第439章 仇怨深了去了
双手在水面上保持住平衡,双脚踩的软软的塘底软泥上,一時間章驰非常享受此刻细腻柔软的泥从脚丫子中间挤出来的感觉。
哎哟!
章驰觉得什么东西扎着自己的脚了,也亏得自己踩泥的时候并沒有用力,要不然的话這一下子可够自己受的。
原本以为是個树枝什么的,一個猛子扎到水底,摸了一下,居然抓到了一個活蹦乱跳的鱼。
還沒有浮到水面上,章驰便知道自己手中抓了一個什么了。
一條昂刺!
章驰把它抓出了水面,发现這家伙個头不小,差不多得有七八两左右。
章驰這边刚抓上来一條,那边的孙延平也把一條昂刺鱼举過了头顶。
“好家伙,好大一條黄丁”。
孙延平开心的冲着章驰這边晃了一下手中的鱼,居然也有七八两大小。
“你也抓了一條?”
看到章驰手中的昂刺,孙延平脸上的笑容顿时少了一半,可能觉得怎么自己這边抓了一條,小舅子也抓了一條。
章驰道:“我差点踩上,也亏得有沒怎么用力,要不然那可就热闹了”。
說完,章驰用英语冲着米勒說道:“小心一点,泥裡有昂刺鱼,這家伙背上有很尖的刺,很容易就扎破你的脚掌”。
米勒听了之后很是无所谓的說道:“游泳我不会把脚放在河床底的”。
章驰看了他一下就深刻觉得自己的多余,因为米勒這家伙如同一只泡在水中的白蛤蟆。
标准的蛙泳,不過在章驰看来一点也不美,至少不如自己的狗刨,那么自由那么生动。
“把鱼扔岸上去”孙延平冲着小舅子說道。
“干什么?”
章驰正想把鱼放掉呢,听到姐夫這边一嗓嗓立刻问道。
“干什么?晚上烧汤啊干什么”孙延平過来,从章驰的手中接過了昂刺。
章驰這边望着姐夫,见他這边一只手把一條昂刺鱼给夹的死死的,用的還是中指和食指,也不知道是怎么抠的,反正就是夹的稳稳当当。

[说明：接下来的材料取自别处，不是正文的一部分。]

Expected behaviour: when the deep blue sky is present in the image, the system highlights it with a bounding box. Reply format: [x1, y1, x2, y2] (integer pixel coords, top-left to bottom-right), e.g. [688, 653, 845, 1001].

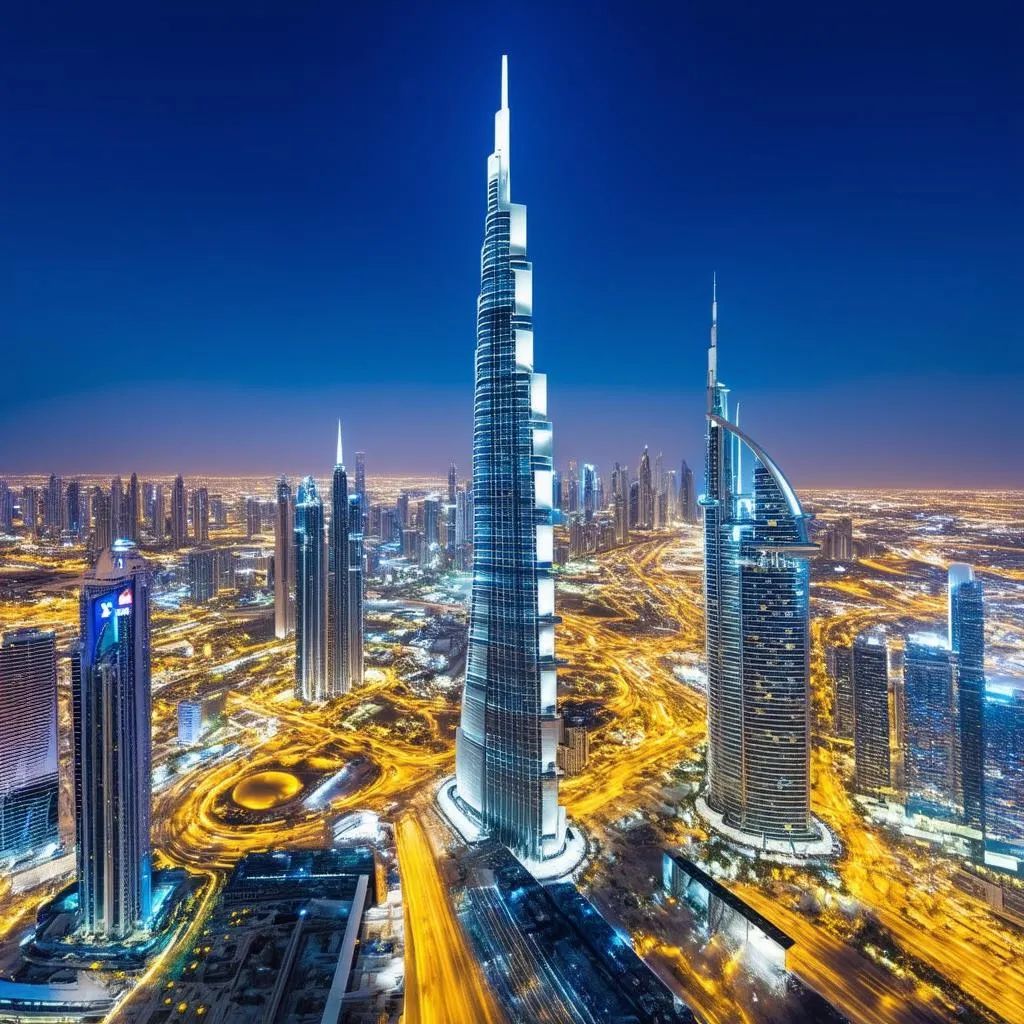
[0, 0, 1024, 486]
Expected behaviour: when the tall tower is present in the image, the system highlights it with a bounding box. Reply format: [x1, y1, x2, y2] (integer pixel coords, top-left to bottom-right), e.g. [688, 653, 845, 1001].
[273, 476, 295, 640]
[701, 276, 820, 843]
[949, 562, 985, 828]
[456, 57, 566, 860]
[0, 629, 59, 858]
[327, 420, 358, 697]
[295, 476, 328, 703]
[171, 473, 188, 550]
[72, 541, 152, 939]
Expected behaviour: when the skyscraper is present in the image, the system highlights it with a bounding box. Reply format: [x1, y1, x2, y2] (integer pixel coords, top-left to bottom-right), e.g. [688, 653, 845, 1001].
[903, 633, 964, 821]
[125, 473, 138, 543]
[348, 495, 362, 686]
[171, 473, 188, 551]
[191, 487, 210, 544]
[273, 476, 295, 640]
[72, 541, 152, 939]
[637, 447, 654, 529]
[0, 629, 59, 859]
[948, 562, 985, 828]
[295, 476, 328, 702]
[327, 421, 358, 697]
[852, 632, 893, 797]
[456, 57, 566, 860]
[704, 282, 819, 842]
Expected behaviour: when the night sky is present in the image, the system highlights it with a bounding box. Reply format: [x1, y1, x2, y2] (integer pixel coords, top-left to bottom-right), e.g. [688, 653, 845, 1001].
[0, 0, 1024, 486]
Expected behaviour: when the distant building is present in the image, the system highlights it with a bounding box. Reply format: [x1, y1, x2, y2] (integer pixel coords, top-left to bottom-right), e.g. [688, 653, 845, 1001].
[853, 632, 893, 797]
[171, 473, 188, 551]
[191, 487, 210, 545]
[295, 476, 328, 703]
[72, 541, 152, 939]
[187, 548, 220, 604]
[948, 562, 985, 828]
[903, 633, 964, 821]
[0, 629, 59, 859]
[825, 646, 854, 739]
[984, 687, 1024, 874]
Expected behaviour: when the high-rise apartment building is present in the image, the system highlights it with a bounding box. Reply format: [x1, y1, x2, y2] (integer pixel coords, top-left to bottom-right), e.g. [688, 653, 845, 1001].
[456, 57, 566, 860]
[704, 278, 819, 842]
[191, 487, 210, 544]
[327, 423, 358, 697]
[72, 541, 153, 939]
[0, 629, 59, 860]
[948, 562, 985, 828]
[295, 476, 328, 703]
[903, 633, 964, 821]
[273, 476, 295, 640]
[852, 632, 893, 797]
[171, 473, 188, 551]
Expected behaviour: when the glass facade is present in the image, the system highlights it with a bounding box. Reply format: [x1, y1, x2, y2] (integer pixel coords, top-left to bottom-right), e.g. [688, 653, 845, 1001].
[903, 633, 963, 821]
[72, 541, 153, 939]
[949, 562, 985, 828]
[700, 284, 818, 842]
[456, 51, 565, 860]
[0, 629, 58, 859]
[295, 476, 328, 702]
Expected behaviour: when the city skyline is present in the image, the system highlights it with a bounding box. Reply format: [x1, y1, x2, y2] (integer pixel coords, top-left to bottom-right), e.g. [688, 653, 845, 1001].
[0, 5, 1024, 486]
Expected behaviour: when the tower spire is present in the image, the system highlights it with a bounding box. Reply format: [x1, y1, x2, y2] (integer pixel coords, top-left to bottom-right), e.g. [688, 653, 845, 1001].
[708, 271, 718, 413]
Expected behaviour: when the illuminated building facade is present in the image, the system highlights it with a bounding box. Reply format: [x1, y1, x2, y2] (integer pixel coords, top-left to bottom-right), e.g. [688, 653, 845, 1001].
[841, 632, 893, 797]
[696, 278, 819, 843]
[0, 629, 59, 859]
[948, 562, 985, 828]
[72, 541, 152, 939]
[327, 422, 358, 697]
[295, 476, 328, 702]
[456, 57, 566, 860]
[903, 633, 963, 821]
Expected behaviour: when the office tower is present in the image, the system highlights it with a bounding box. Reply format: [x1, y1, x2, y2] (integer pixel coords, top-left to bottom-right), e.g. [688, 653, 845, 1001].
[583, 462, 597, 522]
[825, 647, 853, 739]
[679, 460, 700, 522]
[984, 680, 1024, 872]
[187, 548, 220, 604]
[456, 57, 566, 860]
[171, 473, 188, 551]
[295, 476, 328, 702]
[852, 632, 893, 797]
[350, 452, 370, 532]
[246, 498, 263, 541]
[273, 476, 295, 640]
[65, 480, 82, 537]
[191, 487, 210, 544]
[948, 562, 985, 828]
[111, 476, 128, 541]
[348, 496, 364, 686]
[0, 480, 14, 534]
[903, 633, 964, 821]
[0, 629, 59, 859]
[704, 278, 817, 841]
[125, 473, 139, 543]
[150, 483, 167, 544]
[22, 487, 39, 534]
[327, 422, 358, 697]
[423, 495, 441, 544]
[72, 540, 152, 940]
[637, 447, 654, 529]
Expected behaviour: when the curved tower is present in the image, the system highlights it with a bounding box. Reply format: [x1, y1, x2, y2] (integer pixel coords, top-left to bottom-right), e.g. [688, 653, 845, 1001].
[700, 282, 820, 843]
[456, 57, 565, 860]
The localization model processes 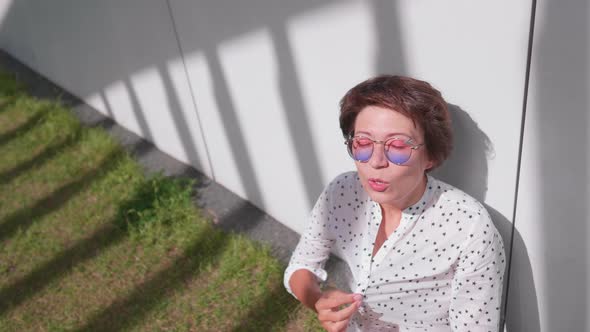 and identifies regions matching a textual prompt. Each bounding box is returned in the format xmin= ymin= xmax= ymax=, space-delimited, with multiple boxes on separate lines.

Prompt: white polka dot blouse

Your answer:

把手中的鱼给了姐夫,章驰還說道:“就這两條够谁吃的啊,不如扔掉,等着咱们洗完了澡,我們拿笼子過来抓,到了明天……”。
“一家能抓的到昂刺?”孙延平问道。
章驰哪裡敢保证這個啊,于是连忙摇头:“昂刺不一定,但是其它的鱼還是有保障的”。
“那不就结了么,算了,你别管了,我這边先把這两條鱼给放起来,对了,有桶沒有?”孙延平问道。
章驰道:“我是来游泳的,又不是来掀塘子的,要什么桶啊”。
“算了,不指望伱了”。
孙延平這边来到岸边上,找了個地方就开始用手挖泥,挖了一些泥,做了一個塘中塘,最后又扯了几把草把他自己挖出来的小塘子围了一下。
围好了之后,就开始沿着塘子底开始了蚊香式的搜索,一边拿脚探一边小心的弯着腰。
看到姐夫的样子,章驰道:“姐夫,你這样”。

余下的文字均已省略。